Ultimately, Siopis J found that in substance, Mr Nyoni’s Claims related to the result of the materials published by the Respondents, through which Mr Nyoni claimed to have suffered loss primarily in relation to his personal and professional reputation and earning capacity. His Honour found that the substance of the Claims was in the nature of a personal injury or wrong done to Mr Nyoni and that this conclusion was not changed by Mr Nyoni seeking to rely on three separate causes of action to vindicate the harm arising from the personal wrong which he alleged he had suffered. Accordingly, Siopis J dismissed the Respondents’ application.
Whether or not a claim is one which, 'in substance', involves personal injury or wrongdoing is a case by case question.

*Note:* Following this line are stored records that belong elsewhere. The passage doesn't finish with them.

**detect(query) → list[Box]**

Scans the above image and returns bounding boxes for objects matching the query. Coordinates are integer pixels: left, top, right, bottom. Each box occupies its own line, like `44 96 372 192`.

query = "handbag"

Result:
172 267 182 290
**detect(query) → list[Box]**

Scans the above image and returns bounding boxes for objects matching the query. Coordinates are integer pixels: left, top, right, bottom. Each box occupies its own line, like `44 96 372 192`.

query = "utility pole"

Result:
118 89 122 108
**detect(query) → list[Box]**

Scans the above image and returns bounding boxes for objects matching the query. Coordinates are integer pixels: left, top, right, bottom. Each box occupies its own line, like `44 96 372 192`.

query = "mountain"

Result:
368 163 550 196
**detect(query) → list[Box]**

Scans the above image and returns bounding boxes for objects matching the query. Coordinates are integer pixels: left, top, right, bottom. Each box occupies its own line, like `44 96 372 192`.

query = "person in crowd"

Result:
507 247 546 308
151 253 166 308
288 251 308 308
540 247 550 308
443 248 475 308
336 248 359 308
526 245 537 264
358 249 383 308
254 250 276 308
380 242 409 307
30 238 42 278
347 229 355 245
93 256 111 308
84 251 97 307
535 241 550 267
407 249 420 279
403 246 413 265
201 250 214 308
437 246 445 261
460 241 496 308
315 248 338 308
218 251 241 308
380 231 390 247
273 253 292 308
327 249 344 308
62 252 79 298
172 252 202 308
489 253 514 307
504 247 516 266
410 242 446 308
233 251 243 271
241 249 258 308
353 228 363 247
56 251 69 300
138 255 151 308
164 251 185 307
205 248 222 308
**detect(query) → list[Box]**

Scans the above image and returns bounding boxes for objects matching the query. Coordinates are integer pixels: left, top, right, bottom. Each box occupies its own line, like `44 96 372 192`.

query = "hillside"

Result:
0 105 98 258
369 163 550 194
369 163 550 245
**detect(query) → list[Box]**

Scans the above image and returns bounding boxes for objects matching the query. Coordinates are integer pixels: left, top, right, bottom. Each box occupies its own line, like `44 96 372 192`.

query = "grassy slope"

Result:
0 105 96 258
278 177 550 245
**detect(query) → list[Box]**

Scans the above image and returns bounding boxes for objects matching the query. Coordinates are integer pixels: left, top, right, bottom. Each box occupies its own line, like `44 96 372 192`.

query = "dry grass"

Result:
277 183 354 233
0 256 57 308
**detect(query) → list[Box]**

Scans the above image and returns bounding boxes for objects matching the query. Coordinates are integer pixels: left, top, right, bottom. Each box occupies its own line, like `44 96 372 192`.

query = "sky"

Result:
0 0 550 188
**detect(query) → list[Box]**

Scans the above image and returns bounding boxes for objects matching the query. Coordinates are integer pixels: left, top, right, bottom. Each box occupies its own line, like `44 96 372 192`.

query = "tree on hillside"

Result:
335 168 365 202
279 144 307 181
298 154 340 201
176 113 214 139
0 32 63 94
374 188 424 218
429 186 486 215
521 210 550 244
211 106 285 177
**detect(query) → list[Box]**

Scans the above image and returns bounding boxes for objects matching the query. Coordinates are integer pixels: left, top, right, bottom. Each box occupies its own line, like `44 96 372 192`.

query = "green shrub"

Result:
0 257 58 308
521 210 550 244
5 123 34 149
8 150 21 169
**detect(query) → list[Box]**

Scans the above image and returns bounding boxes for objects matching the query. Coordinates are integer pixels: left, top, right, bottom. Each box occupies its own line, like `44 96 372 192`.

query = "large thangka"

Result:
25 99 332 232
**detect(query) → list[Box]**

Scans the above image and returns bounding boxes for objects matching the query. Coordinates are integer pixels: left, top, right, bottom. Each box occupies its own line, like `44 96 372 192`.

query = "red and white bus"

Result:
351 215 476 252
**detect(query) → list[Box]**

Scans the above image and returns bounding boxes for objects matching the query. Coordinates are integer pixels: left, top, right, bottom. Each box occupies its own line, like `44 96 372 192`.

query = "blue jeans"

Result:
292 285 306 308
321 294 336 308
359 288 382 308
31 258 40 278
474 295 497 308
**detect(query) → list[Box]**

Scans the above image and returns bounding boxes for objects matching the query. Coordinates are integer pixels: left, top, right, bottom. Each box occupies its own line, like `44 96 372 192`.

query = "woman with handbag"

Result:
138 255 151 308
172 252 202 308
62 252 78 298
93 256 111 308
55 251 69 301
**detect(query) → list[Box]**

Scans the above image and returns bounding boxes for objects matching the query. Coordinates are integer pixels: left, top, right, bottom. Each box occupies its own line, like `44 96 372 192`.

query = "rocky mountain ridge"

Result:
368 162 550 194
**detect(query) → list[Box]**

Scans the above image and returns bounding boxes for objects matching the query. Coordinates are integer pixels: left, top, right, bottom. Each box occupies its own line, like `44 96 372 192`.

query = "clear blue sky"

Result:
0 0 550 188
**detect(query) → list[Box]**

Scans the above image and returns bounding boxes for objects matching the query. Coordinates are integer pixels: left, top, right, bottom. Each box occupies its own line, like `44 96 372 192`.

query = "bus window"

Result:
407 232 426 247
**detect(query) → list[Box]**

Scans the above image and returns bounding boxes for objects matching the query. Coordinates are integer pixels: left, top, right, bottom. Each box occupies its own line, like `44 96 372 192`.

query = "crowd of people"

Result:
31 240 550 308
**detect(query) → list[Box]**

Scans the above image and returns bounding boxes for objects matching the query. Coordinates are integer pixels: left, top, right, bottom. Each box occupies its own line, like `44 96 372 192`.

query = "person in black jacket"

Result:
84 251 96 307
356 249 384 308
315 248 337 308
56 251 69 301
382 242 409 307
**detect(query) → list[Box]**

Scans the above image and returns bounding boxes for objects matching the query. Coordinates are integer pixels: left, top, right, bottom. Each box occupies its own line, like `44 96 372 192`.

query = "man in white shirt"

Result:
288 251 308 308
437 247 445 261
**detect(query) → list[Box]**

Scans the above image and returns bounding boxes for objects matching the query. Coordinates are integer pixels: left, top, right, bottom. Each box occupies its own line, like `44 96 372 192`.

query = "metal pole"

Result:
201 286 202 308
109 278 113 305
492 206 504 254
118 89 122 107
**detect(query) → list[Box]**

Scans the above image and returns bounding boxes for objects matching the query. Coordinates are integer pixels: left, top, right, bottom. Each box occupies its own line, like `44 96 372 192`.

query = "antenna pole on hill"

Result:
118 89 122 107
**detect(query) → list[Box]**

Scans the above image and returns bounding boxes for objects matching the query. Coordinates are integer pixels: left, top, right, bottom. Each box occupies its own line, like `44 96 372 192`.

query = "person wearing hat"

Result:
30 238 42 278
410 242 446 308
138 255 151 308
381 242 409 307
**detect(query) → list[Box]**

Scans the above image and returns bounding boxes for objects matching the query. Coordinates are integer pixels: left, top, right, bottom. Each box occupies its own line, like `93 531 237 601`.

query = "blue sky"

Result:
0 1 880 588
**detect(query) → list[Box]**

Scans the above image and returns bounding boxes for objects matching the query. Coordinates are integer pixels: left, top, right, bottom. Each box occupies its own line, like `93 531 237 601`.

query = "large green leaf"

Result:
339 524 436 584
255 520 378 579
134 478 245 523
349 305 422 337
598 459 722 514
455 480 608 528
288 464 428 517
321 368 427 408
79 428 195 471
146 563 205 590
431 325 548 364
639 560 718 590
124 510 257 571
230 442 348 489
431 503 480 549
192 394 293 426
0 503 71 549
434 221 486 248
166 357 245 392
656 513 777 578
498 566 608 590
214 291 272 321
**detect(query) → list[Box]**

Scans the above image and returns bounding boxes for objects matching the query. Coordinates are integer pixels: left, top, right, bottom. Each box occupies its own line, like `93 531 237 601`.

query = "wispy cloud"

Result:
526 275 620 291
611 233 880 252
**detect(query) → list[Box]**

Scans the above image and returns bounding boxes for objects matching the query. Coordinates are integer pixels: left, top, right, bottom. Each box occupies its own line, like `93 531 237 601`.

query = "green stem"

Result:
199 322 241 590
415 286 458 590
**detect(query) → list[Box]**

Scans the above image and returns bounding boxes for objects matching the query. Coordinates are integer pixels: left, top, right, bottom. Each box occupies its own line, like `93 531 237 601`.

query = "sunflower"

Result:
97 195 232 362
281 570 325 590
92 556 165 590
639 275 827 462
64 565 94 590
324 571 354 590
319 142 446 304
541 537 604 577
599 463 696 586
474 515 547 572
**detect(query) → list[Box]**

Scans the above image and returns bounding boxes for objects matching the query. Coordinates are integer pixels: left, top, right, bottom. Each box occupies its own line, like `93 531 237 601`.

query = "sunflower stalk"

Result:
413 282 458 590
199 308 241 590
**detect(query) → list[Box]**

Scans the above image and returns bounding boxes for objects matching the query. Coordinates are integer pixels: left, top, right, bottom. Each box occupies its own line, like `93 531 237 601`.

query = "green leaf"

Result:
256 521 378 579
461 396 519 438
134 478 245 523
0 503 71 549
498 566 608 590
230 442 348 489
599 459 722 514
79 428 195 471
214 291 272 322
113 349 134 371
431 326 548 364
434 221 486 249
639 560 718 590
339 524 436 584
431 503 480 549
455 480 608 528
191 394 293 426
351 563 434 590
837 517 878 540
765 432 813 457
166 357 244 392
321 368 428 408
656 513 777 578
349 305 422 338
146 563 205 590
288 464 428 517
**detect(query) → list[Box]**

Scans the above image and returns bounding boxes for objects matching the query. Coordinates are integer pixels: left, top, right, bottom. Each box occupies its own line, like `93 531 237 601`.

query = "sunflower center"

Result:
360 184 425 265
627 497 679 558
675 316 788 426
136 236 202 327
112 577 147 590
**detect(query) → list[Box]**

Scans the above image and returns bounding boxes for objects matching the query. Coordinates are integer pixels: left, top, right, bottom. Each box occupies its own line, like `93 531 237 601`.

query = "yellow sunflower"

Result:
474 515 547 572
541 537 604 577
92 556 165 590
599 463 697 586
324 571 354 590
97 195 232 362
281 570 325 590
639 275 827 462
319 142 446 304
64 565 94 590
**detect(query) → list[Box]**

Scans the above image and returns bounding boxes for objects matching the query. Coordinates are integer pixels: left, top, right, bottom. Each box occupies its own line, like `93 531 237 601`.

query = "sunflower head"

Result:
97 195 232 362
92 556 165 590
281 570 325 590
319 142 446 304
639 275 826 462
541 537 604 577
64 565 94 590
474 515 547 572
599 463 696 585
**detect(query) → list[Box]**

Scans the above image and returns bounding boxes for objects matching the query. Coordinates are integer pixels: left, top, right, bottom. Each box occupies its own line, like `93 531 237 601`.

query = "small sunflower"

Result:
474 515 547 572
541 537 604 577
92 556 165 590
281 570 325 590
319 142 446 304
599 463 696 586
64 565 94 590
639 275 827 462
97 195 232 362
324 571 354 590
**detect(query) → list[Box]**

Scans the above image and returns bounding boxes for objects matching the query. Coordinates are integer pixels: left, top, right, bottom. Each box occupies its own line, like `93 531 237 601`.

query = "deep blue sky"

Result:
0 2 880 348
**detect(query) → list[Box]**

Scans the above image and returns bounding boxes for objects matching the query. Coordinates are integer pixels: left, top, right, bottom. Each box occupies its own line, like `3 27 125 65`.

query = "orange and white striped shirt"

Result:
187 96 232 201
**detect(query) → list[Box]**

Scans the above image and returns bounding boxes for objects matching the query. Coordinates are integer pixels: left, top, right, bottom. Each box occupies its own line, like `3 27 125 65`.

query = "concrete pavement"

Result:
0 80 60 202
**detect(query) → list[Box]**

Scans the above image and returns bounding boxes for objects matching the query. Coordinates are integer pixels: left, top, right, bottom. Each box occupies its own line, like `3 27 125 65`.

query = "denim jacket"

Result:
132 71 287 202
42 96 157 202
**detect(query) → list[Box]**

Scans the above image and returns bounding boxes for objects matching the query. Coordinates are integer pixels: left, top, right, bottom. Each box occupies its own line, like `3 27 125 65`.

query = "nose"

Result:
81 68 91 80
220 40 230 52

However it is important to differentiate between:
- on the one hand, claims which are in substance personal injury claims even if the technical cause of action arises say in contract, and
- on the other hand, claims for personal injury damages which are consequential upon the loss or damage referable to proprietary claims.
As has been seen, the former type of claim (1 above) may be excluded from the property of the bankrupt estate, and remain a claim which can be brought or continued by the bankrupt in their own right.
However, the latter type of claim (2 above) will, as a general rule, vest in the trustee in bankruptcy and so will not be able to be brought or continued independently by the bankrupt. For example, if a bankrupt former bank customer were to allege that their health, reputation or credit had been detrimentally affected by a loan approval relating to an unsuccessful property development, this type of claim would not be excluded from the bankrupt’s estate under section 116(2)(g) of the Bankruptcy Act.
The application of section 116(2)(g) and section 60(4) of the Bankruptcy Act seems straightforward enough in theory, however it becomes less clear when a bankrupt’s cause of action is ‘mixed’ involving elements of property and contractual rights or tort and personal injury.
This decision is important as it provides some guidance as to the application of section 60(4) and section 116(2)(g) and when an action will be stayed in the context of a party’s bankruptcy.
The decision also reaffirms the importance of substance over form in determining when a bankrupt’s action will fall within section 60(4) the Bankruptcy Act.